Big N has come across a math problem he couldn't explain.
"Mommy. Why do I have only 2 grandpas and 3 grandmas? Did my grandpa die?"
I think he was working on this question for a while and it was a tough one to answer. I don't want to scare him and I was not ready or even expecting the death conversation.
As the conversation unfolded, I think he was mixing up who my grandfather was and how all the relatives fit into the family tree. It was like he was trying to fill in a row of pegs and couldn't figure out which peg went where. We've spoken about my grandpa to him in the recent past. There are photos of Big N with my grandpa and he asks who he is and why he never sees him.
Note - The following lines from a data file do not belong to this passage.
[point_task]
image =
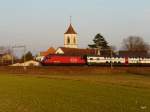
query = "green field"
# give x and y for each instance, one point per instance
(74, 93)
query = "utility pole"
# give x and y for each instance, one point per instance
(111, 58)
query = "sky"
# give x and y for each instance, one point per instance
(40, 24)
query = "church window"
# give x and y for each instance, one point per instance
(68, 40)
(74, 40)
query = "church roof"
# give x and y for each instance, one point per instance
(70, 30)
(78, 51)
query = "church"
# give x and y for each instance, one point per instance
(70, 45)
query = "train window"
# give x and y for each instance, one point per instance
(98, 59)
(91, 58)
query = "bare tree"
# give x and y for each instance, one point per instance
(135, 43)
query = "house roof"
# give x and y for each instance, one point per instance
(77, 51)
(51, 50)
(70, 30)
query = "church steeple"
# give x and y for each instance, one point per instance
(70, 30)
(70, 37)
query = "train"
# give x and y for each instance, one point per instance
(92, 60)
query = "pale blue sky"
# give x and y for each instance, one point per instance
(40, 24)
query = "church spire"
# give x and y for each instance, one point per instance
(70, 30)
(70, 37)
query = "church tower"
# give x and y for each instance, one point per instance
(70, 38)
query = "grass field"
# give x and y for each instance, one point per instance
(74, 92)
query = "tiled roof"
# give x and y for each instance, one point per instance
(76, 51)
(70, 30)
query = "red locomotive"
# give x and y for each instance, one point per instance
(63, 60)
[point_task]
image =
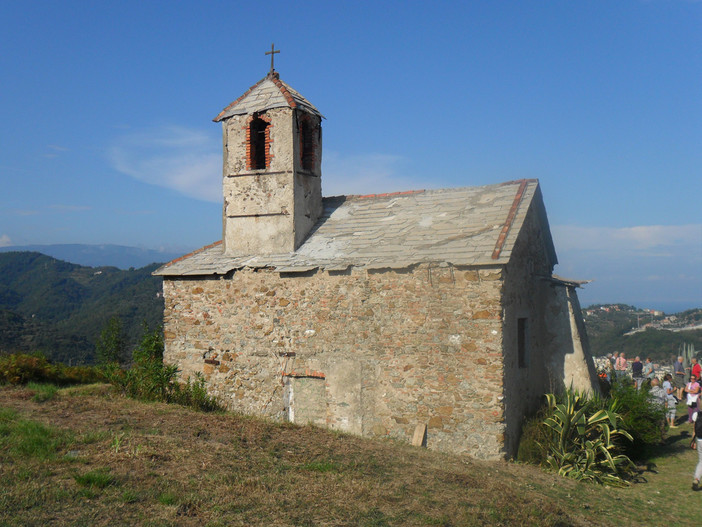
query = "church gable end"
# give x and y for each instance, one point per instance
(377, 315)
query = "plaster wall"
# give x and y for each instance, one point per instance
(556, 343)
(269, 210)
(372, 353)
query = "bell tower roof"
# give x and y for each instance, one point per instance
(269, 92)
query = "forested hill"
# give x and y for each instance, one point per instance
(60, 308)
(619, 327)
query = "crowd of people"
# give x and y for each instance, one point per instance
(683, 385)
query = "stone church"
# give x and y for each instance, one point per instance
(379, 315)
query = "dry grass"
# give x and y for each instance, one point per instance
(122, 462)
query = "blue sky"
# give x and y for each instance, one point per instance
(107, 108)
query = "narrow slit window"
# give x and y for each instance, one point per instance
(523, 342)
(257, 151)
(307, 145)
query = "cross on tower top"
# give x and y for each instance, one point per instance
(272, 53)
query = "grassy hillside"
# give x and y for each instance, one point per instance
(89, 457)
(60, 308)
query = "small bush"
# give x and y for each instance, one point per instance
(100, 479)
(641, 417)
(150, 379)
(29, 439)
(42, 392)
(579, 440)
(533, 443)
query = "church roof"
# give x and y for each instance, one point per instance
(462, 226)
(269, 92)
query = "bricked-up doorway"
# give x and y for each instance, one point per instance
(305, 400)
(257, 145)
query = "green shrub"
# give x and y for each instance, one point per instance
(99, 478)
(641, 417)
(533, 445)
(150, 379)
(581, 440)
(29, 439)
(22, 368)
(42, 392)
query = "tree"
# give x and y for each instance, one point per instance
(111, 344)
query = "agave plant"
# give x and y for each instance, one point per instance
(583, 440)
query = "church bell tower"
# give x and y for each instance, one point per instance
(272, 169)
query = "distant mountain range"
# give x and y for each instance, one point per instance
(119, 256)
(60, 308)
(59, 302)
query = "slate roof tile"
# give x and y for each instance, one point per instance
(461, 226)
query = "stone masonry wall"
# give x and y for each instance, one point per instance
(372, 353)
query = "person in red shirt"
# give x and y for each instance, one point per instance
(696, 368)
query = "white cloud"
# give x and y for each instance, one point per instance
(641, 265)
(646, 238)
(188, 161)
(71, 208)
(366, 174)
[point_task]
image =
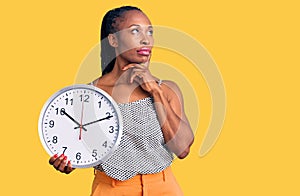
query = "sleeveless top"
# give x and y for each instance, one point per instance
(142, 148)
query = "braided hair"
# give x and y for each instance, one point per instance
(108, 26)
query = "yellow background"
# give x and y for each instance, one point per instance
(255, 44)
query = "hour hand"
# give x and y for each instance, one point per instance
(70, 117)
(105, 118)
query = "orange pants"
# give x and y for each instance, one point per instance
(159, 184)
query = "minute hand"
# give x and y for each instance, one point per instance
(70, 117)
(105, 118)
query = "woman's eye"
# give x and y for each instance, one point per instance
(134, 31)
(150, 32)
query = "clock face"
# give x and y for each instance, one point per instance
(82, 122)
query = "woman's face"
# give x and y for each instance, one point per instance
(134, 37)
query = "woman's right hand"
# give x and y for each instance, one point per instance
(60, 163)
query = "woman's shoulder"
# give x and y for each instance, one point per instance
(170, 89)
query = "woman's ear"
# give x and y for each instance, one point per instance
(113, 41)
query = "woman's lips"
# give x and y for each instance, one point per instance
(144, 51)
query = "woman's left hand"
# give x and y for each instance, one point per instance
(140, 73)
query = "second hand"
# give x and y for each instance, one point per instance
(81, 120)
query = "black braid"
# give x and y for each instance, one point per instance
(108, 55)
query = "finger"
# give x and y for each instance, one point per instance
(68, 168)
(136, 74)
(52, 159)
(63, 164)
(58, 161)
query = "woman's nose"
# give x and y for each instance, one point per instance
(145, 40)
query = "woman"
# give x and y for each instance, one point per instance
(155, 125)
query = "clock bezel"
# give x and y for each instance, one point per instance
(87, 87)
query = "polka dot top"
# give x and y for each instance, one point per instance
(142, 149)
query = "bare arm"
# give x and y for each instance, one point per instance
(168, 99)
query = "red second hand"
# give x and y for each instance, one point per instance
(81, 120)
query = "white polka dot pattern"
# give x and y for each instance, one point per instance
(142, 149)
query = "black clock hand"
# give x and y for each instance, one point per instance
(105, 118)
(70, 117)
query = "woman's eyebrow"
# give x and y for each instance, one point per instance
(136, 25)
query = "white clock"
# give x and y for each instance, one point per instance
(82, 122)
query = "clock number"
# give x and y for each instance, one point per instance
(65, 148)
(84, 98)
(62, 111)
(112, 129)
(94, 153)
(78, 156)
(51, 123)
(54, 140)
(69, 101)
(105, 144)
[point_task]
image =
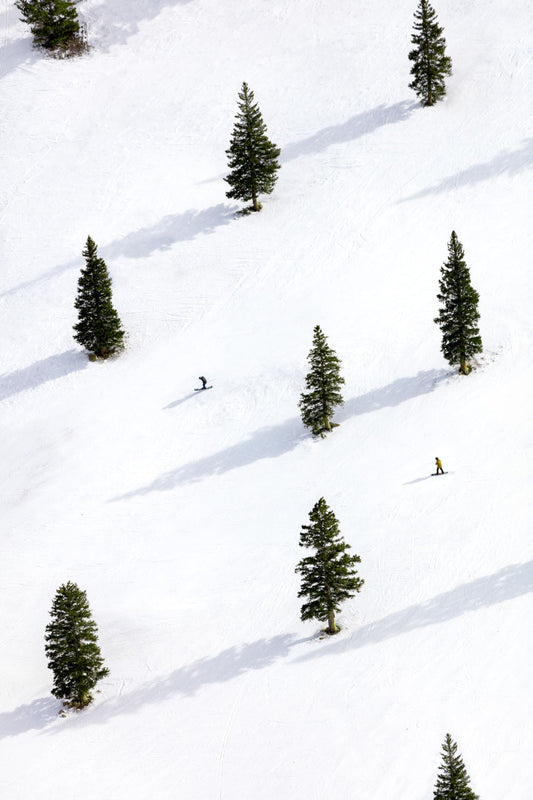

Perhaps in his mind, the pieces fit together that this grandfather must belong to one of his grandmothers.
We talked about what death means and how you can't see that person anymore. It is ok to miss them. I answered his questions as honestly as I could and tried to keep the explanations concise and exact. I was worried that saying someone was gone would be confusing to him, because there are people that are gone, but they come back and would he think if I made an offhand comment that someone was gone that he might never see them again?
We talked about it and I explained that he was here when he was a baby and he loved him very much. He is not here any more, but he will always love him even though we can't see him.
Big N seemed ok with this explanation.
"Mommy, if he was your grandpa, then he is a daddy. Who is his little girl?"
Big N giggled at this point. "Your mommy isn't a little girl! She's as old as you are!"